The perils of pathology
by digby
I think that in this age of CSI and Law and Order we think that science has advanced to the point at which it can answer all of our questions about how a crime may have been perpetrated and by whom. Not so fast:
Pediatric neurosurgeon Dr. Norman Guthkelch had wondered about a medical mystery reported for decades — some babies bleeding atop their brains, despite little outside evidence of head trauma.
When a colleague suffered similar bleeding after riding a roller coaster, Guthkelch suggested whiplash-type injuries were to blame. He published a paper in 1971, warning parents about the dangers of shaking their children.
In the years that followed, shaken-baby syndrome became widely accepted in the medical community, diagnosed through a triad of symptoms: subdural bleeding (blood collecting between the brain and the skull), retinal bleeding (bleeding in the back of the eye) and brain swelling.
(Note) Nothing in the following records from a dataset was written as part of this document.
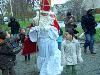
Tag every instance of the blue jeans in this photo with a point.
(89, 41)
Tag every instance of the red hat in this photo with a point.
(45, 5)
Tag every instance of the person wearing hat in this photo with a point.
(7, 55)
(88, 24)
(46, 34)
(71, 53)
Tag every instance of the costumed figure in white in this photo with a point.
(49, 56)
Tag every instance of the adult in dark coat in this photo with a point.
(7, 56)
(14, 26)
(88, 24)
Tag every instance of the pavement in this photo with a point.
(90, 66)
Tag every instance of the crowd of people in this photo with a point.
(57, 51)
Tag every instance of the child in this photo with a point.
(7, 55)
(22, 36)
(71, 53)
(59, 40)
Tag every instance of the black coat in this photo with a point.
(88, 24)
(7, 56)
(14, 27)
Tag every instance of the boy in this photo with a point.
(7, 55)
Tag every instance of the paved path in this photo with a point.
(90, 66)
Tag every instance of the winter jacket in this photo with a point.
(71, 52)
(7, 55)
(88, 24)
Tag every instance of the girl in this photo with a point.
(71, 53)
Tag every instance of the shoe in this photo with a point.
(93, 53)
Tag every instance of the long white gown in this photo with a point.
(49, 56)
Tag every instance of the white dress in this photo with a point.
(49, 56)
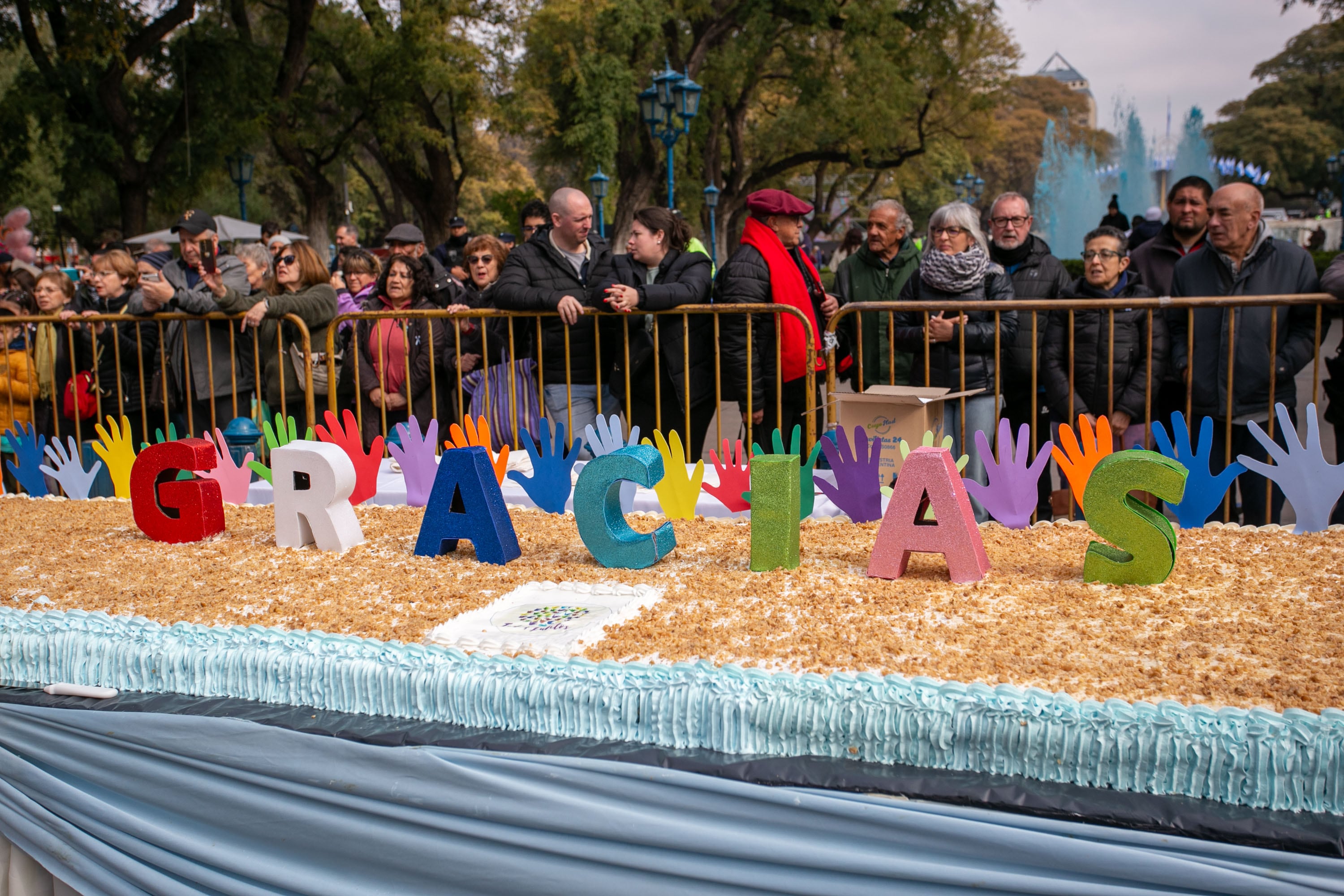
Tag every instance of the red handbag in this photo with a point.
(81, 398)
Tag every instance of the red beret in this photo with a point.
(776, 202)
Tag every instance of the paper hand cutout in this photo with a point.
(1078, 462)
(807, 493)
(350, 441)
(605, 440)
(549, 487)
(69, 469)
(29, 448)
(160, 440)
(479, 435)
(676, 491)
(1011, 495)
(734, 478)
(117, 453)
(276, 439)
(858, 474)
(232, 477)
(1203, 492)
(1310, 484)
(416, 457)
Courts recognized the syndrome, and the triad became proof of fatal abuse — “a medical diagnosis for murder,” said Deborah Tuerkheimer, author of the new book, “Flawed Convictions: ‘Shaken Baby Syndrome’ and the Inertia of Injustice.”
In 1987, public questions began to arise when biochemical engineers from Penn State University found shaking alone failed to cause the blood vessels in the brain to rupture. It was only when the head made impact that researchers observed bleeding in the brain.
Despite the findings, shaken-baby syndrome continued to be diagnosed and used to prosecute.
In 1995, prosecutors in Wisconsin charged caregiver Audrey Edmunds with murder, concluding she had shaken 7-month-old Natalie Beard to death — despite no witnesses and no outside evidence of trauma.
The jury convicted Edmunds, who insisted on her innocence, but had no explanation for the injuries. The judge sentenced her to 18 years in prison.
In the years since, medical belief that the shaken-baby syndrome’s triad of symptoms provided ironclad proof of homicide has begun to crumble with several studies raising doubts. Some biomechanical studies suggest shaking a baby to death would be impossible without also injuring the child’s neck or spine
In 2008, the Wisconsin Supreme Court granted Edmunds a new trial. The emergence of a “significant dispute within the medical community as to the cause of those injuries … constitutes newly discovered evidence,” the court concluded.
Her previous trial and hearing lacked “fierce debate,” justices wrote. “Now, a jury would be faced with competing credible medical opinions in determining whether there is a reasonable doubt as to (her) guilt.”
After the Wisconsin court’s decision, prosecutors dismissed the charges against Edmunds, and the mother of three walked free after 11 years in prison.
Mississippi Democratic state Rep. Kevin Horan said he would like to see a review of the cases in this state that have relied on shaken-baby syndrome.
Horan, a former prosecutor who handled the appeal of a man convicted in a shaken-baby case, said, “Most of the shaken-baby cases are legitimate. They’re not really shaken baby, but blunt force trauma.”
As for Guthkelch, the pioneer of the shaken-baby syndrome, he now has doubts about the way his theory is being used.
He told the Medill Justice Center that he regrets writing his 1971 paper “because people are in jail on the basis of what they claim is my paper, when in fact it is nothing like it.”
As it turns out, what we were told was “shaken baby syndrome” — the consequence of irrational anger at a helpless infant — is far more likely to have been caused by trauma. That could be the result of irrational anger at an infant, but it can also be the result of an accidental short fall or bump on the head, something for which there is no intent to hurt or cause harm and could easily happen to anyone. A tragedy, not a crime.
There are a bunch of people in jail, some of them like the one discussed in the article who are facing the death penalty. Some prosecutors will, as usual, never give up the idea that they’ve caught an evil person doing an evil thing and will defend their convictions to the end. But every one of those cases should be revisited and convictions overturned if they were based on this faulty scientific theory. That’s what science calls for and it’s certainly what justice calls for.